Creation of God,
Harmonia Rosales, 2017
Il y a
cinq-cents ans, Michel-Ange peignait la Création
d’Adam sur le plafond de la Chapelle Sixtine. Devenue un symbole de la
Renaissance italienne et de la peinture classique, où les corps – aussi divins
soient-ils – sont lissés et sublimés à la manière des récits bibliques, l’œuvre
est aujourd’hui culte aux yeux du monde entier.
Harmonia
Rosales, artiste américaine afro-cubaine d’une trentaine d’années, choisi de
reprendre cette œuvre connue de tous pour renverser les codes sociaux appliqués
à l’art pendant des centaines d’années.
Si la
reproduction de l’œuvre de Michel-Ange est tout à fait impressionnante, c’est
le thème qui est primordial ici. Rosales met à l’honneur les éternelles
oubliées – ou si peu et mal représentées – de l’art : elle remplace tous
les personnages, y compris Dieu et Adam, par des femmes noires. Elles sont dans
les exactes mêmes positions, au même nombre que l’œuvre originale. L’œuvre
surprend certainement au premier abord ; c’est sa symbolique qui lui donne
sa force.
L’artiste
renverse les codes de la peinture classique devenue plus qu’un classique dans
la culture européenne. L’œuvre cherche-t-elle à déranger la culture qu’elle
vise ? Ou bien veut-elle simplement mettre en avant les femmes
noires ? Il s’agit probablement de l’un comme de l’autre.
Rendre à César
ce qui est à César : l’œuvre de Michel-Ange met en scène la création du
premier homme. Seulement, les premiers hommes n’étaient pas blancs de peau
puisqu’ils venaient – science à l’appui – d’Afrique, mais la vie, certes
accordée aux premiers Hommes par Dieu, est donnée par les femmes.

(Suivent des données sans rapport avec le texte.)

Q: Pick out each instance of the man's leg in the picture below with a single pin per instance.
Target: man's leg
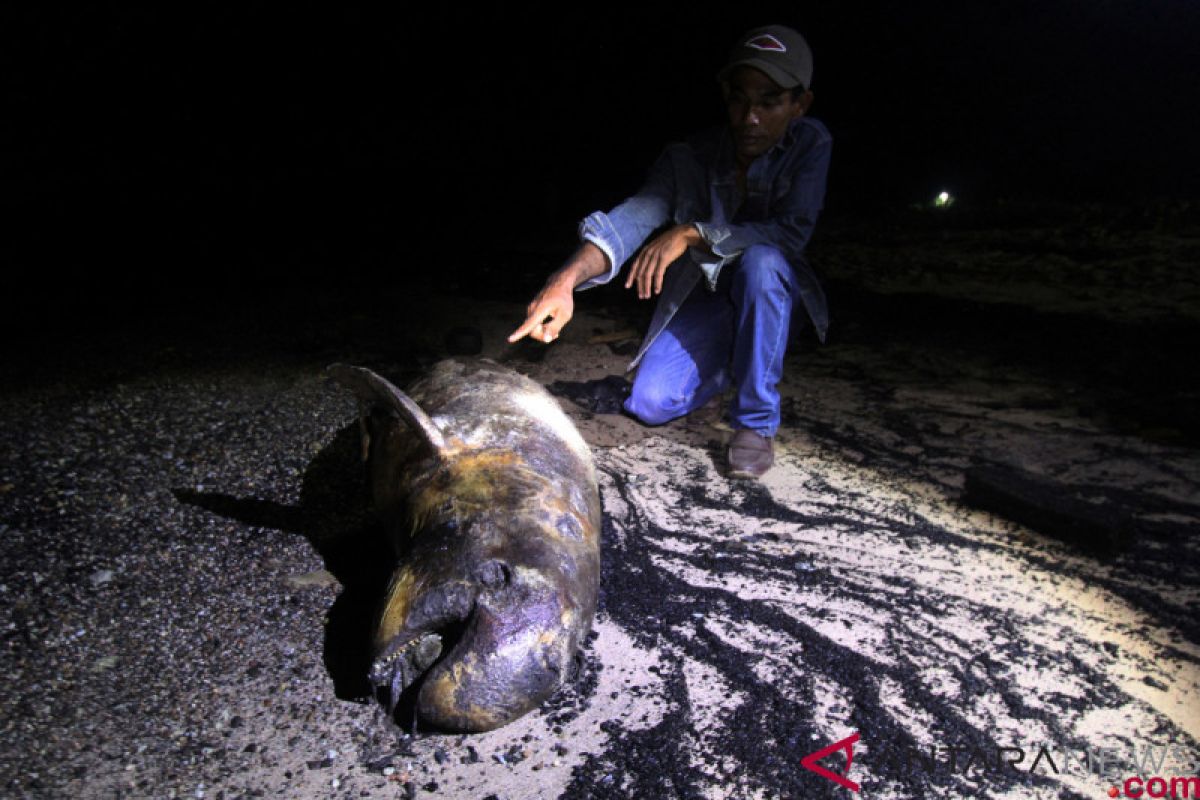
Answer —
(763, 293)
(688, 364)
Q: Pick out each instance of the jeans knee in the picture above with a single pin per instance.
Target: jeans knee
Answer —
(763, 268)
(652, 405)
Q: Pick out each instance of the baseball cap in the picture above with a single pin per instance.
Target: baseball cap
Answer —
(778, 50)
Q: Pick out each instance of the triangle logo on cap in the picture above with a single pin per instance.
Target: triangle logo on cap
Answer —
(767, 42)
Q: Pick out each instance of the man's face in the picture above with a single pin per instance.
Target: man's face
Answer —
(760, 110)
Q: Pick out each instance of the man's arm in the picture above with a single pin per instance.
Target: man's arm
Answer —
(553, 306)
(607, 241)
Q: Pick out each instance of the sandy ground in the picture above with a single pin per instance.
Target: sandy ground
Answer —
(189, 571)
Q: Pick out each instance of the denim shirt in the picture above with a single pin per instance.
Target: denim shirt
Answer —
(695, 182)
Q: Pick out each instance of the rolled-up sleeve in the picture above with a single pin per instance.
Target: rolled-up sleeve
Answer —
(792, 217)
(623, 229)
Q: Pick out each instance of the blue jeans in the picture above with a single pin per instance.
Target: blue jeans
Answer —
(735, 336)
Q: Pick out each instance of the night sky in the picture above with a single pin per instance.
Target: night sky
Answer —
(211, 148)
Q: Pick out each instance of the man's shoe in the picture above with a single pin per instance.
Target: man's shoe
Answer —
(750, 453)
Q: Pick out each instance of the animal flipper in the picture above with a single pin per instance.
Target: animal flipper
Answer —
(373, 390)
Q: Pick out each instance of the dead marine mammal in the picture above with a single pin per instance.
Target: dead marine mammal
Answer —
(490, 497)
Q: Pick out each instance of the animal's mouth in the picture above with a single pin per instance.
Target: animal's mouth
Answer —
(439, 627)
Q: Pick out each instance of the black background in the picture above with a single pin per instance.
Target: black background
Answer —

Si la Genèse
raconte que l’homme fut créé avant la femme, le décor qu’a posé Michel-Ange
renvoie à la naissance et à l’anatomie féminine : on peut considérer
l’endroit où est situé Dieu comme une sorte de cerveau, mais également comme un
utérus, ce qui peut être confirmé par le foulard qui en sort, qui peut être
considéré comme un cordon ombilical.
Ne déformons pas
le propos : l’œuvre ne prétend pas affirmer que Dieu soit une femme.
Toutefois, elle pose cette question : pourquoi Dieu serait-il un
homme ? Il a créé l’homme (ou l’Homme ?) à son image, mais si Dieu
était une femme, elle aurait certainement créé une femme et non homme ? Le
titre aussi est ironique car il désigne de la création de Dieu, parfois
désignée en anglais par « God herself », c’est-à-dire « Dieu
elle-même ». Ainsi, si Dieu avait réellement créé l’Homme à son image, le
premier Homme aurait été une femme noire de peau.
Harmonia Rosales
frappe de plein fouet un monde de l’art dominé par les hommes caucasiens où la
femme et l’étranger n’ont pas – ou trop peu - leur place. Le choix d’une œuvre
religieuse est d’autant plus frappant qu’il critique une religion qui a omis
les minorités (si l’on peut encore considérer que les minorités que sont les
populations non-blanches et les femmes qui représentent bien plus que la moitié
de la population mondiale) au profit de ceux qu’on voulait bien idéaliser.
Rosales met en
perspective un monde de l’art exclusif en mettant en valeur les éternelles
oubliées. Il ne s’agit pas uniquement de cette œuvre en particulier mais bien
d’une série entière de parodies d’œuvres intitulée B.I.T.C.H (Black Imaginary To
Counter Hegemony), mettant en lumière des personnages féminins noirs, qui,
au fond, sont à l’origine de toute chose.